Hello, dear friend, you can consult us at any time if you have any questions, add WeChat: THEend8_
Machine Learning
CMPT 726 / 419
1 Announcements Deadline for academic dishonesty amnesty application is this coming Sunday, March 20th.

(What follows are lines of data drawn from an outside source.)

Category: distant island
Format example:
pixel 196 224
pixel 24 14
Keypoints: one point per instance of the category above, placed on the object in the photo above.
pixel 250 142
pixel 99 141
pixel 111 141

If you committed an academic offence and do not fill out the form, the standard penalty will apply (at least zero or -100% for a single offence, F in the course for multiple offences), without exception. 2 Recap 3 Nesterov’s Accelerated Gradient (NAG) Gradient Descent with Momentum:
⃗θ (0) ← random vector Δ ⃗θ = ⃗0 for t = 1,2,3,… Δ ⃗θ ← αΔ ⃗θ − γt ∂L ∂ ⃗θ ( ⃗θ (t−1)) ⃗θ (t) ← ⃗θ (t−1) + Δ ⃗θ if algorithm has converged return ⃗θ (t) 4 Nesterov’s Accelerated Gradient:
⃗θ (0) ← random vector Δ ⃗θ = ⃗0 for t = 1,2,3,… Δ ⃗θ ← αΔ ⃗θ − γt ∂L ∂ ⃗θ ( ⃗θ (t−1) + αΔ ⃗θ ) ⃗θ (t) ← ⃗θ (t−1) + Δ ⃗θ if algorithm has converged return ⃗θ (t) Lookahead: account for the inertia when choosing where to compute gradient Adaptive Gradient Methods Recall the function .
The eigenvalues of the Hessian (which in this case are the diagonal entries) have very different magnitudes.